EoIP Help. Basics??

Hi folks.. I’m trying to create an EoIP tunnel using DSL on one end, and Cable (Comcast) on the other. I can remotely get into each device from a 3rd connection, so I know they are both reachable.
My questions is, do I need to create another tunnel for this to sit inside? Because when I create the EoIP tunnel, at each end, and apply the correct addresses to it, it never seems to establish that I can tell.

My reason for choosing EoIP, is so I can have the same network segment out at the remote offices, as I do at the main office. The network is small enough, that I only have about 40 PC’s on it, and don’t wish to subnet it out any further.

Any help anyone can point me towards is greatly appreciated! I have been looking at this for about 3 or 4 days now, and just can’t seem to see the hidden writing on the magical wall. I’m sure it’s yet to come!

Most common problems:

  • tunnel-id is not equal on both tunnel ends;
  • gre is blocked in firewall
  • ISP is blocking gre

once you establish eoip tunnel then try to add local route of your eoip, mine work fine without any issue

hope this help

Then do I just need to add it to the bridge, as I would a wireless interface or ether interface?


Thanks for the fast replies!!

ok. So I think I have it figured out, with the exception of the routing. What do I need to route where? and do I need to bridge the EoIP, LAN AND WAN connections together? Or just the EoIP and LAN?

Here is what I have so far…
FD9-Conc.gif

Anything?? Anyone??

HELP!! PLEASE!!

What you’re describing is exactly what the manual example setup shows.
http://wiki.mikrotik.com/wiki/Manual:Interface/EoIP#Setup_examples

Make tunnel interfaces on both ends with a matching ID and a termination point of the other side’s public IP, bridge the LAN interfaces to the EoIP tunnel interface, and you’re done.

Thanks Fewi for the response. I have been fighting over this, for about a week off and on now. Finally, right before I factory-default’d the units, I was doble checking everything (for the um-teenth time!!), and realized one end had an invalid gateway in it. Instead of having the ISP Gateay, I had put in 0.0.0.0/0 to BR1. OOPS!! That is how I set up all of the MT RB’s inside my corporate network, and must have done this on autopilot again.

So now that it is established, I did a speedtest between the RB’s. It’s SLOW!! It is a 20MB pipe on one end (Comcast Internet), and 1.5 on the other (Qwest DSL). I am able to pass about 300k reliably. WTF?? Is this normal? Is there any way to improve this??


Thanks again for the help!!

How did you test the speed?

How much traffic is the interface showing? You’re bridging - a bunch of bandwidth might be eaten up by broadcasts.

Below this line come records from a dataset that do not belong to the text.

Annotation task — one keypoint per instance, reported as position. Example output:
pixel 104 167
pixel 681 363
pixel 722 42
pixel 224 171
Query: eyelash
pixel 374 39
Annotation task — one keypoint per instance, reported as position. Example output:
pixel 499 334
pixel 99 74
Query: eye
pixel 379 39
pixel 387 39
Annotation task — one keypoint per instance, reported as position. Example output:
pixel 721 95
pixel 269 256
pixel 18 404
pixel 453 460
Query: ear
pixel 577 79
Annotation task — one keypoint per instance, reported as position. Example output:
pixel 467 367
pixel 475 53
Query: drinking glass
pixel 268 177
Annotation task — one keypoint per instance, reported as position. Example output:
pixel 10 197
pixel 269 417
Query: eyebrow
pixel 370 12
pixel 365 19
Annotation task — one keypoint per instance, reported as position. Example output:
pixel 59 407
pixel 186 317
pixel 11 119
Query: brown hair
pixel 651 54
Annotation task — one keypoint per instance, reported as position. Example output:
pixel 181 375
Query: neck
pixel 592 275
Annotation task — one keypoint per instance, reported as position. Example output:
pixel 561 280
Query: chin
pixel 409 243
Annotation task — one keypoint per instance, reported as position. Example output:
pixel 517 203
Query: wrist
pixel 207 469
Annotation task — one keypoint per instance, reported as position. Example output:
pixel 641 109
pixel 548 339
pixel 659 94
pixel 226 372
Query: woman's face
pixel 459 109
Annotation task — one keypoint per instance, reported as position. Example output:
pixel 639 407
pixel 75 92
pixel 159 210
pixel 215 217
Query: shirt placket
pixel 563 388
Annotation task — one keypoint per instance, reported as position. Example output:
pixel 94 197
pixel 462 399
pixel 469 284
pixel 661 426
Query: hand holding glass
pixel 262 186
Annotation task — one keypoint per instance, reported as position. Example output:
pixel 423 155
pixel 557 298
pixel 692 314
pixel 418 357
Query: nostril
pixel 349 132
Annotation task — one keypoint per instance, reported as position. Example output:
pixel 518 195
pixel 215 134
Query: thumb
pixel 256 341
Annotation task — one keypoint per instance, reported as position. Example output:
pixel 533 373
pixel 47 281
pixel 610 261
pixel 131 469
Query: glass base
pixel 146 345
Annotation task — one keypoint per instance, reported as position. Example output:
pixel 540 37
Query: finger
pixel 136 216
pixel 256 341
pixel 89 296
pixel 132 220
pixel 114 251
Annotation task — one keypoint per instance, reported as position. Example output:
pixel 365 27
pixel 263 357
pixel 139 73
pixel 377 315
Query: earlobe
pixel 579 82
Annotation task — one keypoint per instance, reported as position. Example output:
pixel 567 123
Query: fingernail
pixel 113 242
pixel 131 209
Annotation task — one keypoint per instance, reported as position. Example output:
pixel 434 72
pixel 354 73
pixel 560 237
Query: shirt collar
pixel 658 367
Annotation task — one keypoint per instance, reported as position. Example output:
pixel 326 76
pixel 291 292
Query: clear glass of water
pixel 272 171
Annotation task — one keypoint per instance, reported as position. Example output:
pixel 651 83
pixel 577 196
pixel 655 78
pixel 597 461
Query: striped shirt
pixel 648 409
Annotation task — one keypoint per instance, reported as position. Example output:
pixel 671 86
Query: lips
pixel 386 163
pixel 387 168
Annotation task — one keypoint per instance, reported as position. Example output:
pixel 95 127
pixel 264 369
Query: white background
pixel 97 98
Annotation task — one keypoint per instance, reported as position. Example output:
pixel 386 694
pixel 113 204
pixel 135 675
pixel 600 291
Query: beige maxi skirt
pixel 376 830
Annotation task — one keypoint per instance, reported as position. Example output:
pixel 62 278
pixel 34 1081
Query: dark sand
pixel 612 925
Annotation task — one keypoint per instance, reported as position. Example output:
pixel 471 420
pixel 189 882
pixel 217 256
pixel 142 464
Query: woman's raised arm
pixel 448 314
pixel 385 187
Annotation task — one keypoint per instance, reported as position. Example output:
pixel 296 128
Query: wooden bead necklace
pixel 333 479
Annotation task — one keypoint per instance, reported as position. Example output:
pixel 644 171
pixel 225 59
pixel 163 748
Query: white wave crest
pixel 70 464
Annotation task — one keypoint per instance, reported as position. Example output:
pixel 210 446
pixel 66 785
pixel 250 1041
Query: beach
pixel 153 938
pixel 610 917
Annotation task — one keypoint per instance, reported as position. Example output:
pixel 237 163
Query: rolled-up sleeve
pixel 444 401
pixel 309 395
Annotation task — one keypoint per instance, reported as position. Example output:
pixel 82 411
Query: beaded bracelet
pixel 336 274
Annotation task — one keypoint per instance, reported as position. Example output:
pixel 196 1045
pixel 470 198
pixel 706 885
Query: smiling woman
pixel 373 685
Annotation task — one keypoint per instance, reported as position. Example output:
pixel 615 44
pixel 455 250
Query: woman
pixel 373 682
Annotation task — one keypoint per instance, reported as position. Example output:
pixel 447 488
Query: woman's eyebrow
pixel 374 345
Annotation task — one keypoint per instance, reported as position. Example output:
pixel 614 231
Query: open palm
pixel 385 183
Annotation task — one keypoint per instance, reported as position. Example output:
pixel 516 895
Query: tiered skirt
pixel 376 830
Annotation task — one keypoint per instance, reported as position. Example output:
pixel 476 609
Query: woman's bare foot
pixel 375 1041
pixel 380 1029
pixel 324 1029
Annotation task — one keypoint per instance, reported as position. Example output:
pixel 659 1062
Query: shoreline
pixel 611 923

You are probably far better off routing instead of bridging.

Your screenshot shows an RB750 - also remember that those are SOHO units with very little RAM and a fairly weak processor.

I did the speedtest just in the RB unit’s themselves. I know it’ better to do it from a PC or device after the link unit’s. I also dod one from my laptop to the RB750 side, and it came back the same.
The in is showing about 2k at peaks, and about 200bps when virtually idle.
What is the solution to routing? PPTP? Some other tunneling or just route it thru the EoIP link?

Try from behind the units. There really is a very big difference between generating and terminating packets ands just having them flow through you.

If you were to switch to a routed model you could still go through EoIP tunnels. Which tunnel protocol you choose depends on your requirements for protecting the traffic. EoIP is wide open. PPTP is sort of secure. IPSec is secure. EoIP is easy, PPTP is a little harder, IPSec is a little harder still.

Awesome!! Thank you!!!

I am going to swap out the RB750 unit with probably a RB433AH (Since that’s what i have in stock), and see if it makes any difference. I think it will. I notice quite a difference in the 2. I was looking the the RB750 this monring with the tunnel established and VERY little traffic thru the tunnel, and it was at 100% several times, and mostly sat around 85%-90%. SOOOoooooo… I think it’s the culprit.

I will look at the routed solution. It is going to be a bit to do, since I am doing this as a side project for this company. If they can live with it at this speed for a couple of weeks, I can order maybe an RB1100, and use it as the conectrator.

Thank again!! I really appreciate the help.